One of the first sermons I heard at this church was about what it means to be part of the baptized church community. She asked us to ponder whether we were putting our “likes” and “desires” ahead of the worshipping community. Immediately I thought about my preference of the traditional service over the contemporary one. I thought maybe I was focusing too much on the style of worship and not on the heart of it.
A few weeks later it dawned on me – that sermon wasn’t about my relationship to that church. I’m not a member of that community; I haven’t participated in the baptisms there or committed to support the lives of those being confirmed. I realized that sermon was about my relationship to my church – the one I left over a year ago when I resigned from my job, the one where my membership remains. The one where I participated in baptisms and laid hands on middle school students as they joined the church. The one where I took communion to the homebound and visited people in the hospital. The one where I cried and laughed and celebrated and grieved. That church.
Working at a church is a complicated experience. It was both my career, the place where I received paychecks and my church, the place where I connected to God in community. When I resigned, I wasn’t sure I’d ever go back because isn’t it weird to go back to your place of employment after you quit? Yes, it is. At the same time, it’s really hard not to return to the people I’ve known and loved for nine years.
This past weekend I decided that I’m ready to go back home. I will honor my commitment to teach the short series in the college Sunday school class where I’m currently attending, but after that I’m going back to the place that fills my soul with peace, comfort and love.

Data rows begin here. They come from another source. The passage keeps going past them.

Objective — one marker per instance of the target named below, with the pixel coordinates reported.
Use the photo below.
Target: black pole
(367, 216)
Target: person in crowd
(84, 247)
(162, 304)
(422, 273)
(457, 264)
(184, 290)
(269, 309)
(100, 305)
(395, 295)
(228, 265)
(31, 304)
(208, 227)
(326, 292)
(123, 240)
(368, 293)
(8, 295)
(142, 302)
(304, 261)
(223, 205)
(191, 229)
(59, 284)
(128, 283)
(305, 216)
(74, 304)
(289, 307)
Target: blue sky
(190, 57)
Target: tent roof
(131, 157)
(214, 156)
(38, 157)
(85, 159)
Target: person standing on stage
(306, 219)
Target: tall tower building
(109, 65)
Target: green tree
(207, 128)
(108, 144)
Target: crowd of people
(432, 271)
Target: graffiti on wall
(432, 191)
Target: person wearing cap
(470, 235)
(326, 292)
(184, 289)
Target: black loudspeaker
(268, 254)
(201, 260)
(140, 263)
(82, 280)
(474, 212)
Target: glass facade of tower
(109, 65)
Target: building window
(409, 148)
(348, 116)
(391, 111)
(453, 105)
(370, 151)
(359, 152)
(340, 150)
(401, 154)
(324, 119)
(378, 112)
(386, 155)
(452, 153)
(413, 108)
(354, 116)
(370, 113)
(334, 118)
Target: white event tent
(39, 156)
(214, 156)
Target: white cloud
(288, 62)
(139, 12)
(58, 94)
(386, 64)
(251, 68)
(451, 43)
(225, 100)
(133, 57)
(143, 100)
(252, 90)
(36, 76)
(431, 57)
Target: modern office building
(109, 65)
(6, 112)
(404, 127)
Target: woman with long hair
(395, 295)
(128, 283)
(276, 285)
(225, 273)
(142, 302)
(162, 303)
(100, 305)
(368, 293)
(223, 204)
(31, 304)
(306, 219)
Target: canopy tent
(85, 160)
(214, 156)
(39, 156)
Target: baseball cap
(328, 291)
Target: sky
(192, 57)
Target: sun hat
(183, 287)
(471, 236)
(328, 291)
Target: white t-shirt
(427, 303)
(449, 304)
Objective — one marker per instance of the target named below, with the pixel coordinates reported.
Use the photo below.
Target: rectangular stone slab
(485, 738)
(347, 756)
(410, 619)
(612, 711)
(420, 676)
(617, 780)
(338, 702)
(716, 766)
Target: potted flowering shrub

I’m going back to the Sanctuary that holds our wedding vows. I’m going back to the people who know my name and who hug me and welcome me back with no questions asked. I’m going back to the pew where I sit with a parent turned volunteer turned friend. I’m going back to the place where I know the stories of most people who walk down the aisles to receive communion on the first Sunday of the month. I’m going back to the place where the choir sings with such beauty that I often cry. I’m going back to the place that still honors the legacy of the hymns and the tangible blessing of the hymnal. I’m going back to the place full of people who have been praying for me because they know me, they know my story, they know my heart.
The last year has been challenging in many ways. I wonder if I made it harder on myself by not returning sooner. Maybe, but I think I needed to get to this point – the “distance makes the heart grow fonder” point. I know it’s not going to be perfect – no church is. I know there will be new faces who have no idea who I am. I know there will be new staff and new ways of doing things. I’m okay with that because there are enough things that haven’t changed that will bring me joy and peace when I walk into that space.
I’m eager to go back, but I know it’s not time quite yet. It’s like the end of a vacation – there are still a few more things to do, but when it’s time to go home it feels just right.
I’m grateful for each of the churches that I’ve attended over the last twelve months. Each offered something I needed – whether an inspiring sermon or a caring pastor – that helped me through this year of transition, healing and growth. These churches helped me understand what it feels like to be a visitor in a new place. They helped me return to sitting in the pew with no obligations or expectations of leadership. They helped me ease back into life in front of the pulpit rather than behind it.
I’m also grateful that those churches led me back to the place where I belong.